Hello fellow nvidia developers,
I have read the amazing documentations of “Deepstream”, “CUDA for Tegra” and “Gstreamer” but failed to grasp the key concepts of shared SoC DRAM management. As far as I understand even if the memory is the same Hardware-wise, the cache usage and addressing differs between Device Memory, Pageable Host Memory, Pinned Memory, Unified Memory and Surface Array . I get that I should choose the memory type according to the process device, for example; Surface Array for Jetson iGPU operations. Please correct me if I am wrong so far.
So with these in mind I am trying to write a custom plugin for Deepstream and while inspecting the provided gst-dsexample I have failed to understand which type of memory does GstBuffer uses initially. Also I want to process frames on iGPU using OpenVX and I know OpenVX works on GPU but since I don’t know the initial memory type, I am clueless on how to pass frame data.
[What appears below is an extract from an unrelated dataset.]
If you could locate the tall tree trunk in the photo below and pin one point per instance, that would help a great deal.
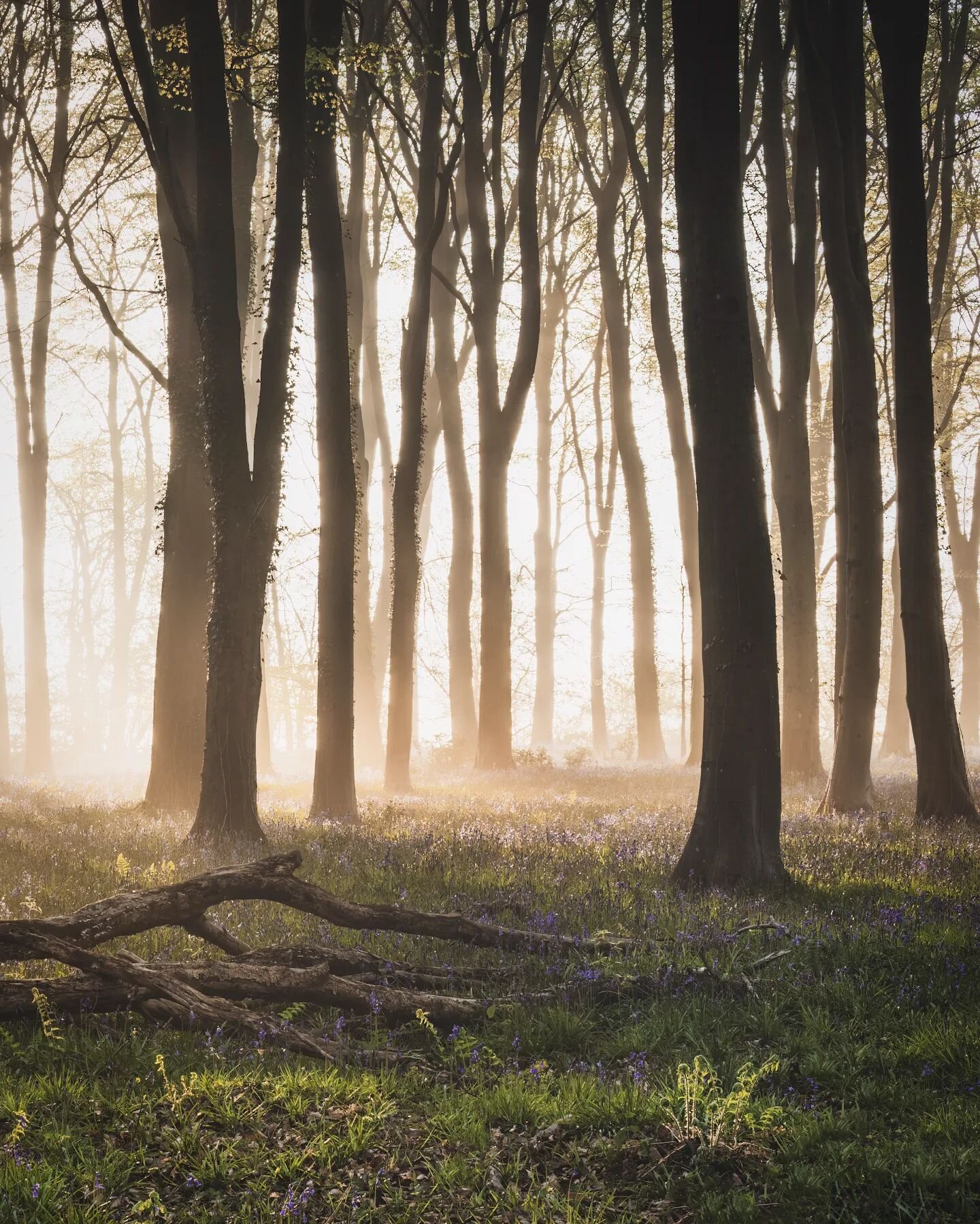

So basically my questions are : How to pass frame from GstBuffer to vximage while maximizing performance on iGPU? Do I need to use an EglImage instance or is an NvBufSurface instance?
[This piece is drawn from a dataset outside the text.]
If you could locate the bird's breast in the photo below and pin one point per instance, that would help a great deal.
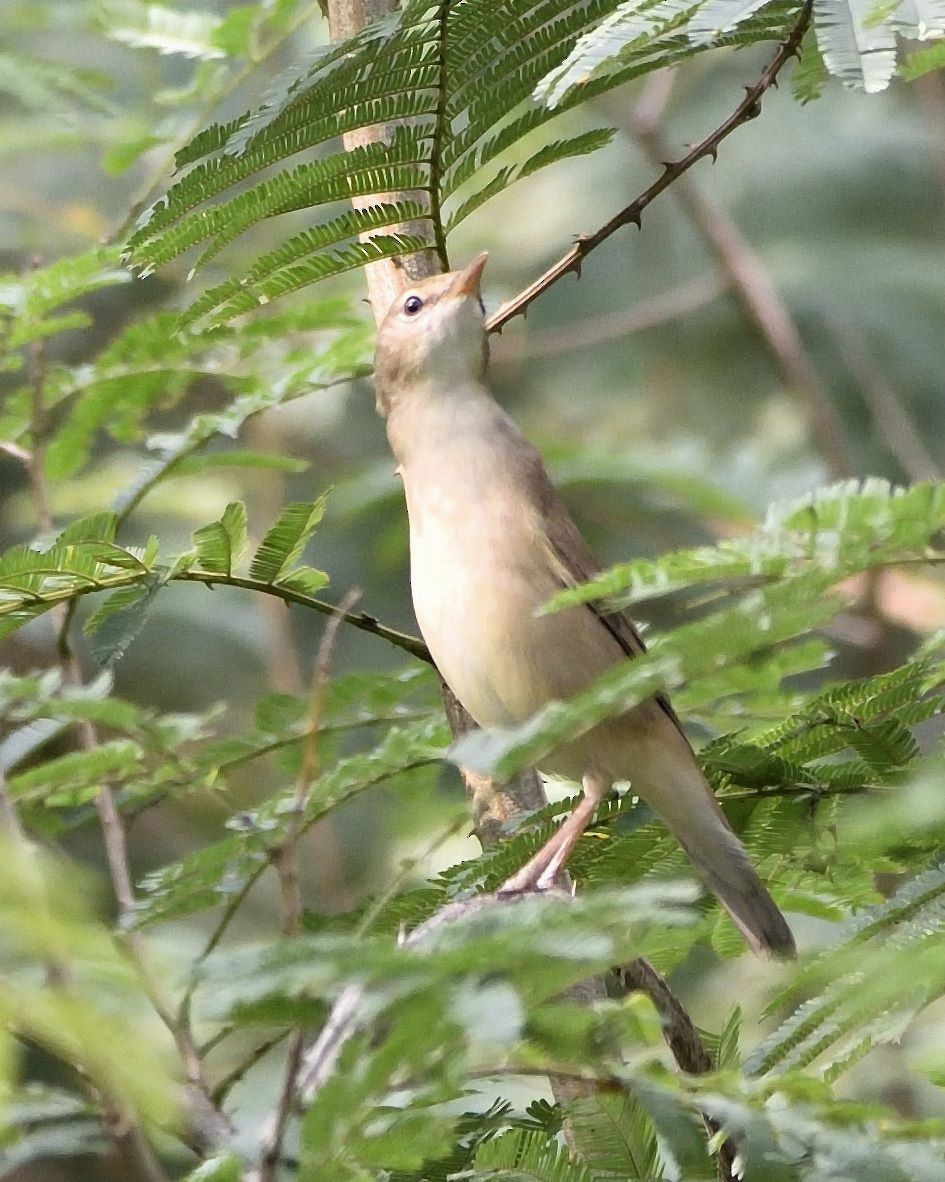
(479, 576)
I have also noticed concept of Zero-copy but I don’t know if that can be applied here.
Thanks in advance. :^)
We don’t have experience of using vximage. Is it a CUDA buffer? If yes, you may refer to the sample code:
It demonstrates calling NvBufSurfaceMapEglImage() to get EglImage and cuGraphicsEGLRegisterImage(), cuGraphicsResourceGetMappedEglFrame to get CUDA pointer. If vximage is CUDA buffer, you can move data through the pointer.
I get “0” from status values which indicates everything is OK but when I try to manipulate data using openvx functions I get segmentation error. I suspect it is because I am failing to Map the Gstbuffer data to a NvBufSurface instance as a read/write buffer accessible by GPU. Is it because I don’t use EglImage ? Or am I doing everything wrong?